As I start typing, my mind runs in many directions. Such is my life, at times. I begin this blog with out a clue as to where it will take me or where I will take it. It's a kind of therapy I have chosen ,with the encouragement of a friend I've known for many years. I thank her for her suggestions and her positive mental attitude towards life. At times it is difficult for me to focus my mind where it truly needs to be. I believe I am ADD. It was once mentioned by my doctor that I may have ADD and at times ADHD. Although, the HD seems to have subsided over the years. That's probably due to coping skills aquired over the years. At 45, I pride myself with a few good qualities. I do work hard and try to keep my word on all issues when possible. I strive to be positive but battling depression can make for a challenge in the dapartment!
I'm a mother and a stepmother. There is a difference. My stepchildren became mine after the age of 5, and have their mother very much a part of their lives. This is a good thing though. For them, that is. Life with stepchildren has its own set of rules and challenges. I try daily to meet these with patience, and the love I would want another to give to my own children.
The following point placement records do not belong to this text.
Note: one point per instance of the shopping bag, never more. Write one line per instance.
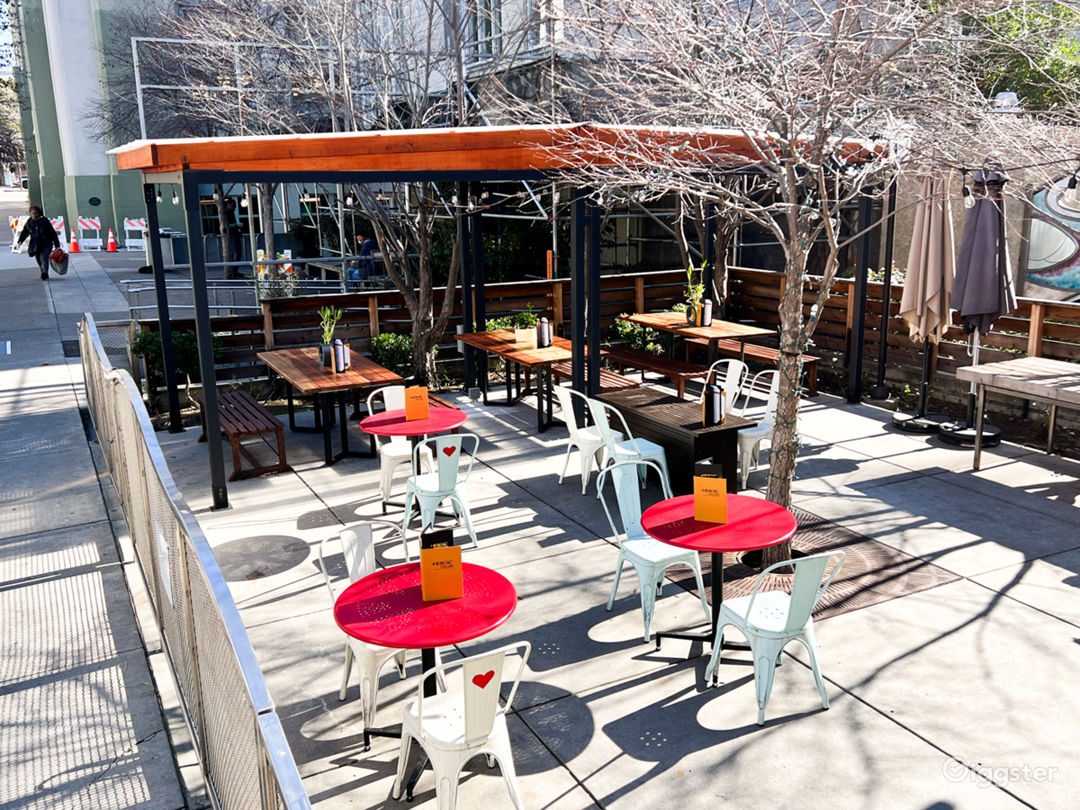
(58, 259)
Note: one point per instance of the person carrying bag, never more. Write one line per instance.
(43, 239)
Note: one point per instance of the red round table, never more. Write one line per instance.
(387, 608)
(753, 523)
(394, 423)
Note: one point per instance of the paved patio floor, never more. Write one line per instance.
(956, 697)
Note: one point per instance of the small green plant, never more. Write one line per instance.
(329, 318)
(524, 320)
(393, 351)
(694, 291)
(147, 346)
(642, 338)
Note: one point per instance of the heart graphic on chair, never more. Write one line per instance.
(483, 680)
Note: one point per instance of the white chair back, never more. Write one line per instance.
(763, 388)
(565, 396)
(447, 451)
(481, 687)
(393, 399)
(729, 374)
(628, 490)
(808, 585)
(358, 548)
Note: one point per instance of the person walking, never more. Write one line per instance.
(43, 239)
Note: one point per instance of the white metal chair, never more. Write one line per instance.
(771, 619)
(649, 556)
(359, 551)
(729, 374)
(765, 387)
(630, 448)
(588, 440)
(447, 483)
(463, 721)
(397, 450)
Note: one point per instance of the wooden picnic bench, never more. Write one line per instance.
(242, 416)
(678, 372)
(609, 380)
(761, 353)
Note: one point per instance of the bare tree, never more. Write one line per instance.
(832, 98)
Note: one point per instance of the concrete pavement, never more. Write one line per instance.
(80, 723)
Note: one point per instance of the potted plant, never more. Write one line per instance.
(694, 292)
(329, 318)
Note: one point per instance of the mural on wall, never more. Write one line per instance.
(1053, 253)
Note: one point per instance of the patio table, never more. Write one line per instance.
(387, 608)
(1051, 381)
(753, 523)
(675, 424)
(675, 324)
(300, 367)
(502, 342)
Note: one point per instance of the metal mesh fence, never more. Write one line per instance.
(241, 747)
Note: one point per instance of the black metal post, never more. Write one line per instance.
(467, 282)
(881, 390)
(578, 293)
(164, 325)
(859, 325)
(593, 298)
(205, 338)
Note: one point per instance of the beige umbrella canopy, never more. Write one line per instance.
(931, 264)
(928, 286)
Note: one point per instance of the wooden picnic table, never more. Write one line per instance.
(1051, 381)
(675, 323)
(300, 367)
(522, 354)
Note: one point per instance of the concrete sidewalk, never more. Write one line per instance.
(80, 720)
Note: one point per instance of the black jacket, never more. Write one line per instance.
(41, 233)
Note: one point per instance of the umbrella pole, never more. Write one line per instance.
(920, 421)
(963, 433)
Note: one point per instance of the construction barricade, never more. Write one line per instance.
(88, 226)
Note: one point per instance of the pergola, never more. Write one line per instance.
(463, 156)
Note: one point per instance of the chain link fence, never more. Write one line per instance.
(239, 737)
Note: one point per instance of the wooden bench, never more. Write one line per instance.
(242, 417)
(609, 380)
(760, 353)
(678, 372)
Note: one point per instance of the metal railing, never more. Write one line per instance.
(238, 734)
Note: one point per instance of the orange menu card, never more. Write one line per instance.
(416, 403)
(441, 572)
(710, 499)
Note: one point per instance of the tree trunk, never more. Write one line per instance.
(785, 439)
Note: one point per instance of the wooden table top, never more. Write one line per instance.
(658, 406)
(503, 343)
(1055, 380)
(300, 366)
(676, 322)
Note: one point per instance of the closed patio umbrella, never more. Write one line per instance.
(928, 286)
(984, 288)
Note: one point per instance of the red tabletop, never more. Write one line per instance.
(753, 523)
(393, 422)
(386, 608)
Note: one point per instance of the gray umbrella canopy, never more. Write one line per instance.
(983, 291)
(931, 262)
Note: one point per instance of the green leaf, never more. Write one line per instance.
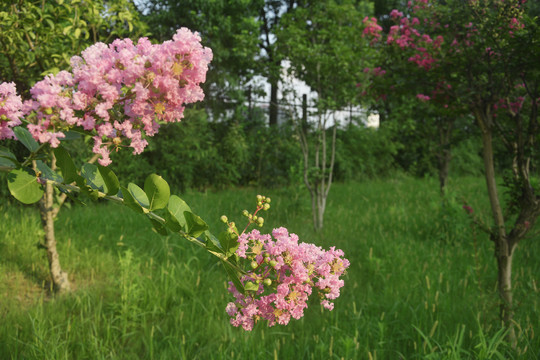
(160, 229)
(233, 275)
(175, 211)
(7, 158)
(26, 138)
(212, 243)
(251, 286)
(23, 185)
(112, 185)
(93, 177)
(158, 192)
(47, 172)
(138, 194)
(195, 225)
(66, 164)
(130, 201)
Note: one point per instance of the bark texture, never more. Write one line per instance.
(59, 277)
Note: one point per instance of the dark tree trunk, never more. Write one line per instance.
(504, 249)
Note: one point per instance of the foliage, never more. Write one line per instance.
(39, 37)
(229, 28)
(181, 293)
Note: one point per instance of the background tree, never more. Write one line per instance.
(473, 54)
(319, 40)
(229, 28)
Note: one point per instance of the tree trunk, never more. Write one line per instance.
(445, 154)
(503, 249)
(273, 109)
(59, 277)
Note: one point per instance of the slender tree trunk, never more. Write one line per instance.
(445, 154)
(273, 109)
(59, 277)
(503, 248)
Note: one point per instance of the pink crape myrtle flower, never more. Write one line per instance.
(285, 273)
(119, 93)
(10, 110)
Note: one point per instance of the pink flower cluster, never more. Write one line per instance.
(121, 92)
(284, 275)
(371, 29)
(10, 110)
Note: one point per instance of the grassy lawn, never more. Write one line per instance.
(422, 282)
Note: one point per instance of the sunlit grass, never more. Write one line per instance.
(416, 288)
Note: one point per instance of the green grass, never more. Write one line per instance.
(416, 288)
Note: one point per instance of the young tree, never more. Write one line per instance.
(38, 38)
(481, 55)
(319, 38)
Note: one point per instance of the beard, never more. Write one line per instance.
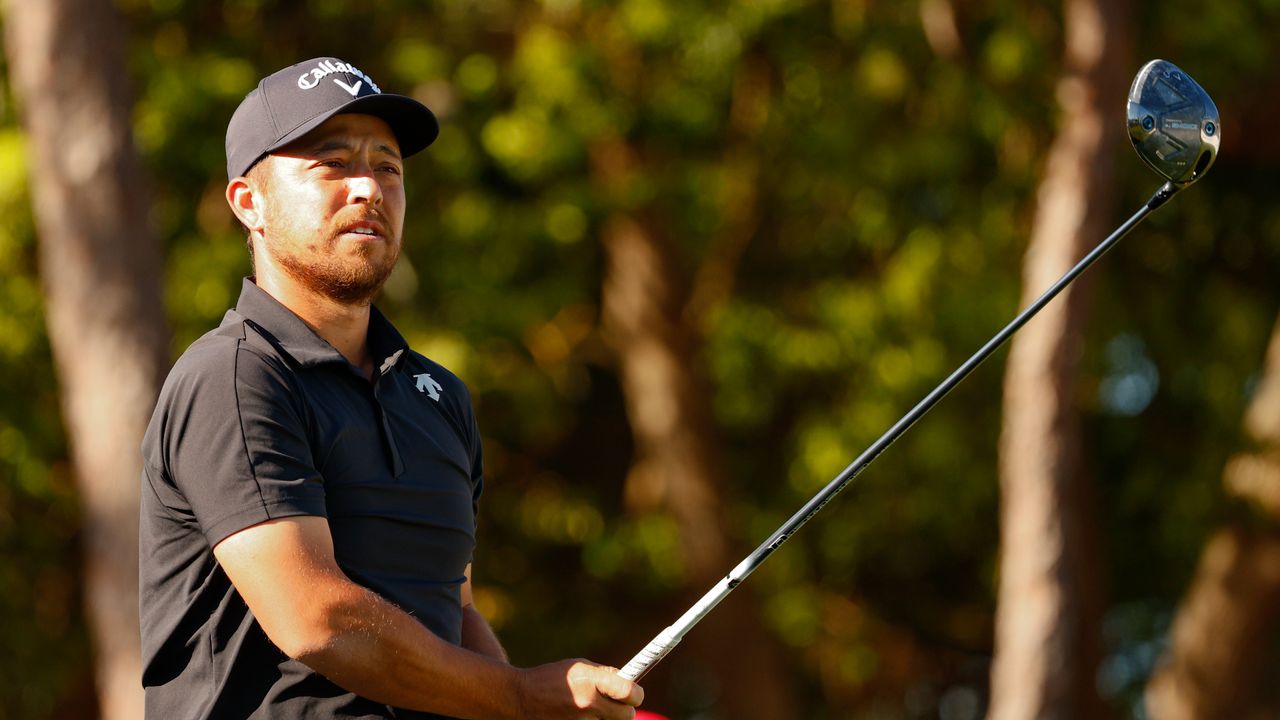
(350, 278)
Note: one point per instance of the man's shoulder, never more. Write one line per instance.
(233, 350)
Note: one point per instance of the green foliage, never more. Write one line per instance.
(892, 199)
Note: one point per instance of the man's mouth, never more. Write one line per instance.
(365, 228)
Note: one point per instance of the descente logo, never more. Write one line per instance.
(325, 68)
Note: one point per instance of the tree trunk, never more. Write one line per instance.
(101, 274)
(1048, 614)
(653, 322)
(1221, 655)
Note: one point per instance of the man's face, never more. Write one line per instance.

I could go on for days on this subject alone! there will be more!
I have a husband who loves me deeply and is able to convey his feelings to me. I have recently seen others who aren't so fortunate. I have not appriciated this quality in my hubby up to this point, but now see that I should, and fully intend to. I am a mover and a shaker and he is rock solid. We balance each other out. Balance! I believe that is a vital part of life...balance.
This was shared earlier with a wonderful woman whom I respect. Cheers to her! You know who you are and I love you very much!
On the subject of balance...is where I begin this new part of my internet experience. For several weeks now the balance of my life has been rocked. It seems everyday comes news from one direction or another of drama, scandal, financial crisis, health issues of loved ones, or just overall BAD news! I feel beaten down by it all and pull myself up several times a day from a pit of dispair. My chemical imbalance which causes my depression is only worsened when my enviroment starts rocking and rolling. I take medication that I am thankful for. With out it, I would wake up mad at the world! Medication alone doesnt keep the depression at bay though. I struggle daily to stay optimistic and positive. I know I am blessed and to complain would seem unappreciative on my part when so many others out there are so much worse off than I am. I am seeking to pour out my feelings in my blog. I welcome the opportunity for input from strangers- as this may give me a different perspective. I also look forward to getting to know myself a little better. Good night Victoria.